Loop diuretics are contraindicated in ‘treatment’ of AKI in almost all cases, particularly if urine volume is decreased (39). Understanding of the haemodynamic challenges to kidney function most often underlying AKI explains this. Simply establishing a urine flow is not equivalent to achieving waste product removal. Loop diuretics achieve increased urine flow through effects on the renal tubule with no direct impact on glomerular filtration. Thus, the diuresis induced is not associated with increased GFR and may exacerbate the situation if hypovolaemia is a significant contributory cause, potentially to a critical level such that the autoregulatory mechanisms can no longer compensate. Overall, loop diuretics will usually worsen the situation in AKI.
Rarely, when the primary clinical problem associated with AKI is fluid overload (i.e. biochemistry is abnormal but safe), high doses of furosemide may achieve a diuresis, preventing the need for fluid removal by dialysis. However, given the potential to exacerbate AKI, this decision should always be made by the nephrology team.
Hypovolaemia as a trigger for AKI
Hypovolaemia is recognised as an important risk factor for AKI, inadequate assessment of hypovolaemia being flagged up as contributing to poor care in many patients in the NCEPOD AKI study (3). In a retrospective cohort study of patients admitted to a VA hospital, hypovolaemia was found to be more common in community acquired AKI than hospital acquired AKI (40). In keeping with this, in a community based study, Ali et al demonstrated hypovolaemia to be the precipitating factor for AKI in 32% of cases studied (10). However, hypovolaemia can be difficult to assess. In this context hypovolaemia almost always refers to ‘salt and water’ depletion rather than blood loss. McGee et al reviewed published literature on clinical assessment of hypovolaemia (41), finding clinical assessment of hypovolaemia due to causes other than blood loss to be unreliable. Most importantly, recognising the poor sensitivity of clinical assessment of hypovolaemia, these authors argue for a low threshold for measurement of creatinine, urea and electrolytes in clinical scenarios where hypovolaemia may be expected. These findings were reiterated by Sinert (42).

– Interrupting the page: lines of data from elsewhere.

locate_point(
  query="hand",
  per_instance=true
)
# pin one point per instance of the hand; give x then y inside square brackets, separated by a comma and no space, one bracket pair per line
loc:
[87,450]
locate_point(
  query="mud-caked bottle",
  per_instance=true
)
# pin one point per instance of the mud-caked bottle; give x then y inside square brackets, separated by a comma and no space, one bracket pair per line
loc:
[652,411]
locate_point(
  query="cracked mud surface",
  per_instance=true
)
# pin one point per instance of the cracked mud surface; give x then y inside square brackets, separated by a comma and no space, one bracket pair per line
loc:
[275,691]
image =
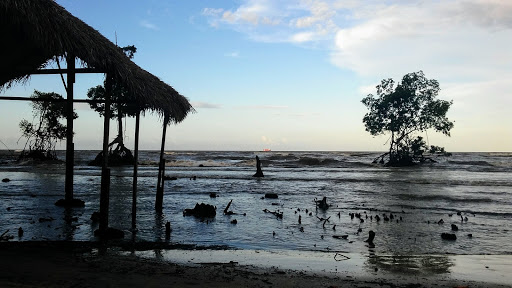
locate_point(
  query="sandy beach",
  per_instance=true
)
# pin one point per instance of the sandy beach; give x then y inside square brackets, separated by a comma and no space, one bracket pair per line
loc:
[87,264]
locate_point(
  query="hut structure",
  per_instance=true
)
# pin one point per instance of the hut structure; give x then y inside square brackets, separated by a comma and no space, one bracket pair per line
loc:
[36,33]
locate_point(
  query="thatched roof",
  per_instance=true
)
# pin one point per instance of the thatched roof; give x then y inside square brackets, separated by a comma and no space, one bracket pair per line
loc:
[34,32]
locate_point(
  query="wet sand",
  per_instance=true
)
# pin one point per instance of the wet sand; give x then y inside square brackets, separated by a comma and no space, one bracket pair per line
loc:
[86,264]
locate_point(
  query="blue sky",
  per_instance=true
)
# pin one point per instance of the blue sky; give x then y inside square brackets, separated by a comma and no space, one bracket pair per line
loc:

The ‘At Risk Patient’: Summary
Thus, the ‘at risk’ patient profile is typified by the elderly patient (>65 years) with T2DM receiving an ACEI. Acute insults might include an intercurrent infective illness, such as cellulitis, or administration of a NSAID, including over the counter preparations. Such patients are common in primary care emphasising how important it is for GPs to understand the pathophysiology, diagnosis and management of AKI.
Central to improved outcomes in AKI is recognition of the at risk patient.
Any patient with a reduced GFR (even if physiological eg age > 65 years) is at increased risk as they have less ‘spare capacity’ before critical levels of kidney function are reached.
Any comorbid conditions that reduce renal blood flow and/or glomerular perfusion are risk factors for AKI.
Any medications that cause intravascular volume depletion (diuretics) or inhibit glomerular vascular reflexes (NSAID, ACEI and ARB) are risk factors for AKI.